One of the good things about living in a country that doesn’t completely centralize power is that some states can try out new ideas and see how they work without forcing everyone else to sign up. I think it’s also safe to say that California has been on the vanguard of this trend, and that more often that not, these crazy liberal notions they are wont to try work out pretty well. Conveniently enough for my argument, a new study by economist David Roland-Holst shows that California’s energy efficiency policies have created more than 1.5 million jobs between 1977 and 2007, while eliminating only 25,000. What’s more, they’ve also curbed energy costs!
The basic theory underlying the stimulus effect of efficiency policy is that energy efficiency frees up disposable income to be spent elsewhere. The theory continues that because energy creation is a relatively simple economic process, energy expenditure is essentially thrown into an economic black hole. On the other, other consumer industries operate at the confluence of a much greater number of economic actors.

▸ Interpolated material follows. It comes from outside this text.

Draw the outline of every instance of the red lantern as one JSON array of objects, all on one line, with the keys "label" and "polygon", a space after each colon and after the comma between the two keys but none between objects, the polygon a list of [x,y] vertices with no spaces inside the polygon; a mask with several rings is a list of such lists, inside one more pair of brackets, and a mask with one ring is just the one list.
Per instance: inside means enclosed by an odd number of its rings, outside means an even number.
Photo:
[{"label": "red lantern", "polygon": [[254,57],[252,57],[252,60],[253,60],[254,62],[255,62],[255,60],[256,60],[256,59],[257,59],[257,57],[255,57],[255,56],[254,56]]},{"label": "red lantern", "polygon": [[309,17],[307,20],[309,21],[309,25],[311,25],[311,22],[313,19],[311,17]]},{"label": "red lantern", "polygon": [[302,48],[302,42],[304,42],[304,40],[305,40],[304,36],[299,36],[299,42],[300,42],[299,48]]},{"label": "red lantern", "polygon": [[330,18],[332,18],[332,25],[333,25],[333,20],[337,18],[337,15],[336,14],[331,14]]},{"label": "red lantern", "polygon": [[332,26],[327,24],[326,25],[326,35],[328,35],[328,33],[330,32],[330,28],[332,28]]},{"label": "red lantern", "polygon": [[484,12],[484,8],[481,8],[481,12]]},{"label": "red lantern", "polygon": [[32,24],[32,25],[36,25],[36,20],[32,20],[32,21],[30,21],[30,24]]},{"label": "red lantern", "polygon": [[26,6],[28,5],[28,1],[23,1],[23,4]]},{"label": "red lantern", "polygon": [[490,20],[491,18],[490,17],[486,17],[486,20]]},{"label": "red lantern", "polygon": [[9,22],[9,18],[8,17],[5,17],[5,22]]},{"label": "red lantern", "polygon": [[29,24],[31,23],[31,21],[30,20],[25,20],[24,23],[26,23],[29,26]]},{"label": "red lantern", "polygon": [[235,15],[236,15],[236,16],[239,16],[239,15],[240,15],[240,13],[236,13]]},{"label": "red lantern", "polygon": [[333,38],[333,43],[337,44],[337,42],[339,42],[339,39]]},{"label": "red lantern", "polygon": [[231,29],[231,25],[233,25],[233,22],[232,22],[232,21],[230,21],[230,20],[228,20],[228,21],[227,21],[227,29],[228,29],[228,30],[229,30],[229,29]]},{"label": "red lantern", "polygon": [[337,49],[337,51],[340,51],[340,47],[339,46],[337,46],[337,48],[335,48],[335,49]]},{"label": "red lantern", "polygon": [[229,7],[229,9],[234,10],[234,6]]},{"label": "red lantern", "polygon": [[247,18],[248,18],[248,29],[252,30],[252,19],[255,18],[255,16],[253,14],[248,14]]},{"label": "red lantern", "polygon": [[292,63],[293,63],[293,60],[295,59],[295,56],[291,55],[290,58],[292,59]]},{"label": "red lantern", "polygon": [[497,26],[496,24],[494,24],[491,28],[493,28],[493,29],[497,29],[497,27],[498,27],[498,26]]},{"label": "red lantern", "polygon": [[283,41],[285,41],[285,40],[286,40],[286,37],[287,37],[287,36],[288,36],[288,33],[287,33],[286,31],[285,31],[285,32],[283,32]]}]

When the dollar goes to groceries, it animates much more job intensive expenditure chains including retailers, wholesalers, food processors, transport, and farming. Moreover, a larger proportion of these supply chains (and particularly services that are the dominant part of expenditure) resides within the state, capturing more job creation from Californians for California. Moreover, the state reduced its energy import dependence, while directing a greater percent of its consumption to in-state economic activities.
It’s important to understand that the argument for protecting the environment is best made in terms of economic interest. While communing with Earth Mother Gaea and hugging trees certainly has the correct goal in mind — the preservation of the planet we inhabit — it’s argument relies too heavily on personal morality. Rather, green infrastructure investment is good the economy, national security, and the earth.